We are interested in how UV emission scales with fundamental stellar properties such as rotation, mass, and age, and how it compares to chromospheric and coronal tracers. By targeting stars in open clusters spanning a wide range of ages, we can directly examine how quiescent UV emission evolves as stars spin down over time.
A central goal is to assess whether UV emission follows the same trends seen at optical and X-ray wavelengths, or whether it reveals new behavior that reflects changes in magnetic structure or energy transport across atmospheric layers.”
What aspect of Mauve are you particularly excited for?
“What excites me most about Mauve is that it fills a long-standing observational gap in the UV. Many previous studies have relied on broadband UV photometry (à la GALEX), which enables large samples but offers limited insight into how emission is distributed across the spectrum. At the other end, higher-resolution UV spectroscopy—primarily with HST/COS—provides detailed diagnostics but is restricted to very small samples.
Mauve occupies a valuable middle ground. Its low-resolution spectrophotometry provides more physical information than broadband measurements while still allowing observations of statistically meaningful samples of stars. This balance is particularly important for identifying population-level trends with rotation, mass, and age.
For stars that already have well-characterized optical and X-ray activity measurements, Mauve makes it possible to place quiescent UV emission on the same empirical footing as other magnetic diagnostics.”
What synergies do you see between Mauve and other ground-based/space-based telescopes?
“Mauve naturally complements existing ground- and space-based facilities. Optical spectroscopy provides chromospheric diagnostics such as H-alpha and Ca II, while time-domain photometry from missions like Kepler, K2, TESS, and ZTF yields high-quality rotation periods. X-ray observatories probe the hottest plasma in stellar atmospheres.
Mauve links these regimes by targeting the transition region, allowing chromospheric and coronal diagnostics to be interpreted in a unified framework. These synergies are especially powerful for nearby stars and open-cluster members with rich archival data.
In addition, Mauve observations are highly relevant for future exoplanet-focused missions, where understanding stellar UV environments is essential for interpreting planetary atmospheres and their long-term evolution.”
How has your experience been working with the Mauve Science Collaboration?
“My experience with the Mauve science collaboration has been very positive.
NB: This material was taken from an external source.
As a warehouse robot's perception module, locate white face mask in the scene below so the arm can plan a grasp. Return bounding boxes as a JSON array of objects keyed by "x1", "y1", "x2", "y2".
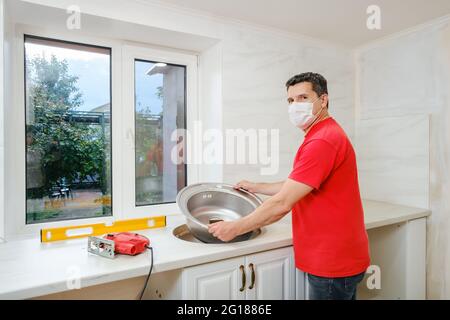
[{"x1": 289, "y1": 97, "x2": 323, "y2": 130}]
The team brings together researchers with complementary expertise, which has led to productive discussions about observing strategies and scientific priorities.
I’ve especially appreciated the collaborative and open nature of the group, and the emphasis on developing coherent science programs that fully leverage Mauve’s capabilities. As someone joining during the first year of science operations, it has been rewarding to contribute to shaping early analyses that will inform work in later mission phases.”